TR Available: Learning Internal Representations
Jonathan Baxter
jon at maths.flinders.edu.au
Fri Dec 23 06:58:43 EST 1994
FTP-host: archive.cis.ohio-state.edu
FTP-filename: /pub/neuroprose/Thesis/baxter.thesis.ps.Z
--------------------------------------------------------
The following paper is now available:
Learning Internal Representations [112 pages]
Jonathan Baxter
This is a preliminary draft of my PhD thesis. Note that it is in the
Thesis subdirectory of the neuroprose archive. It is in the process
of being broken into several pieces for submission to Information and
Computation, Machine Learning and next year's COLT.
I'm afraid I cannot offer hard-copies.
ABSTRACT:
Most machine learning theory and practice is concerned with learning a
single task. In this thesis it is argued that in general there is insufficient
information in a single task for a learner to generalise well and that what
is required for good generalisation is information about {\em many
similar learning tasks}. The information about similar learning tasks forms a
body of prior information that can be used to constrain the hypothesis space
of the learner and cause it to generalise better.
Typical learning scenarios in which there are many similar tasks are image
recognition and speech recognition.
After proving that learning without prior information is impossible except in
the simplest of situations, the concept of the {\em environment} of a learner
is introduced as a probability measure over the set of learning problems the
learner might be expected to learn. It is shown how a sample from such an
environment can be used to learn a {\em representation}, or recoding of
the input space that is appropriate for the environment. Learning a
representation can equivalently be thought of as learning the
appropriate features of the environment.
Using Haussler's statistical decision theory framework for
machine learning, rigorous bounds are derived on the sample size
required to ensure good generalisation from a representation learning process.

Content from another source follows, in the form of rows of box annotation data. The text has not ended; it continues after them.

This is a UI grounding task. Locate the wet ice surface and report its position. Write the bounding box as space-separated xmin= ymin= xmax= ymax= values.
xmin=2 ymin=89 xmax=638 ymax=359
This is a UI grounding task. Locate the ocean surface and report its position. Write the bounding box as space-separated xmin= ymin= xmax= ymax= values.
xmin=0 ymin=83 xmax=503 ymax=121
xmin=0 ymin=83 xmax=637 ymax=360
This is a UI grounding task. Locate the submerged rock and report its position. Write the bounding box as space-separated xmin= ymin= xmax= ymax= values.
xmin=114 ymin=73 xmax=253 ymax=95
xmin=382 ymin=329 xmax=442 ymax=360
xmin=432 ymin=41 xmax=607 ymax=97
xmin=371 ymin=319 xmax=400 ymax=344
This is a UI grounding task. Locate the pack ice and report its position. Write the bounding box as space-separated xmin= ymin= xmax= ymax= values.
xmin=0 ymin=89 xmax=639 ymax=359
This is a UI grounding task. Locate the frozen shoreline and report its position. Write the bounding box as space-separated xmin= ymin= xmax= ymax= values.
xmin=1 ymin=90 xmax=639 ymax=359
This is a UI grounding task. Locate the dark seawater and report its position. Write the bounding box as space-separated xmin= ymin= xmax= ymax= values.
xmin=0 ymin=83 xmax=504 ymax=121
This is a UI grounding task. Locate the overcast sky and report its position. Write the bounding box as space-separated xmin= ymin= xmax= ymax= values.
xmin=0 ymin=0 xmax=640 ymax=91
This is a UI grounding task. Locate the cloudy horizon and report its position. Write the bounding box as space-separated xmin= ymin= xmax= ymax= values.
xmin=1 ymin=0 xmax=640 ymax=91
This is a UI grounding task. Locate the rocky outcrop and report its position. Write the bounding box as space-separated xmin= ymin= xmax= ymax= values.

These bounds show that under certain circumstances learning
a representation appropriate for $n$ tasks reduces the number of examples
required of each task by a factor of $n$. It is argued that environments
such as character recognition and speech recognition fall into the category
of learning problems for which such a reduction is possible.
Once a representation is learnt it can be used to learn {\em novel} tasks
from the same environment, with the result that far fewer examples are
required of the new tasks to ensure good generalisation. Rigorous bounds are
given on the number of tasks and the number of samples from each task required
to ensure that a representation will be a good one for learning novel tasks.
All the results on representation learning are generalised to cover any form
of automated hypothesis space bias that utilises information from similar
learning problems.
It is shown how gradient-descent based
procedures for training Artificial Neural Networks can be generalised to cover
representation learning. Two experiments using the
new procedure are performed. Both experiments fully support the
theoretical results.
The concept of the environment of a learning process
is applied to the problem of {\em vector quantization} with the result that
a {\em canonical} distortion measure for the quantization process emerges.
This distortion measure is proved to be optimal if the task is to
approximate the functions in the environment.
Finally, the results on vector quantization are reapplied to
representation learning to yield an improved error measure for learning in
classifier environments. An experiment is presented demonstrating the
improvement.
-------------
Retrieval Intructions:
unix> ftp archive.cis.ohio-state.edu
ftp> Login: anonymous
ftp> Password: e-mail address
ftp> cd pub/neuroprose/Thesis
ftp> binary
ftp> get baxter.thesis.ps.Z
ftp> quit
unix> uncompress baxter.thesis.ps.Z
unix> lpr -s baxter.thesis.ps
---------------
Jonathan Baxter
School of Information Science and Technology,
The Flinders University of South Australia.